Maybe I'm missing something here, isn't this largely achieved by ONNX already? [...

vpanyam · on Sept 28, 2023

That's a good question! There's an FAQ entry on the homepage that touches on this, but let me know if I can improve it:

> ONNX converts models while Carton wraps them. Carton uses the underlying framework (e.g. PyTorch) to actually execute a model under the hood. This is important because it makes it easy to use custom ops, TensorRT, etc without changes. For some sophisticated models, "conversion" steps (e.g. to ONNX) can be problematic and require additional validation. By removing these conversion steps, Carton enables faster experimentation, deployment, and iteration.

> With that said, we plan to support ONNX models within Carton. This lets you use ONNX if you choose and it enables some interesting use cases (like running models in-browser with WASM).

More broadly, Carton can compose with other interesting technologies in ways ONNX isn't able to because ONNX is an inference engine while Carton is an abstraction layer.

WorldMaker · on Sept 28, 2023

> This lets you use ONNX if you choose and it enables some interesting use cases (like running models in-browser with WASM)

If someone already has an ONNX model, there's already an in-browser capable ONNX runtime: https://onnxruntime.ai/docs/get-started/with-javascript.html...

(It does use some parts compiled to WASM under the hood, presumably for performance.)

Dayshine · on Sept 28, 2023

ONNX runtime doesn't convert models, it runs them, and it has bindings in several languages. And most importantly it's tiny compared to the whole python package mess you get with TF or pytorch.

If carton took a TF/pytorch model and just dealt with the conversion into a real runtime, somehow using custom ops for the bits that don't convert, that would be amazing though.

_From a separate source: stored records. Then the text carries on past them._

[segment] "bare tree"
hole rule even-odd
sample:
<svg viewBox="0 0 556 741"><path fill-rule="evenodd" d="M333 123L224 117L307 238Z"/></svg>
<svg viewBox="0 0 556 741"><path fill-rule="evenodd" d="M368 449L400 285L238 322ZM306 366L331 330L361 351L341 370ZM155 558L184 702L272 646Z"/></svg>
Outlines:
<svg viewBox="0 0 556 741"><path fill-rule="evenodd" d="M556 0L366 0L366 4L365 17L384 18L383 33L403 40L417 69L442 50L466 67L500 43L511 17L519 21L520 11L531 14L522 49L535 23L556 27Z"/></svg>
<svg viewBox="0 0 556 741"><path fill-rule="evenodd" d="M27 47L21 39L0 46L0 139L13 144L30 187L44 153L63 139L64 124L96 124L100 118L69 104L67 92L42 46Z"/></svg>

ZeroCool2u · on Sept 28, 2023

There's an ONNX runtime, but to use the runtime you do need to convert your model into ONNX format first. You can't just run a TF of PyTorch model using the ONNX runtime directly. (At least last time I checked.) Unfortunately this conversion process can be a pain and there needs to be an equivalent operator in ONNX for each op in your TF/Torch execution graph.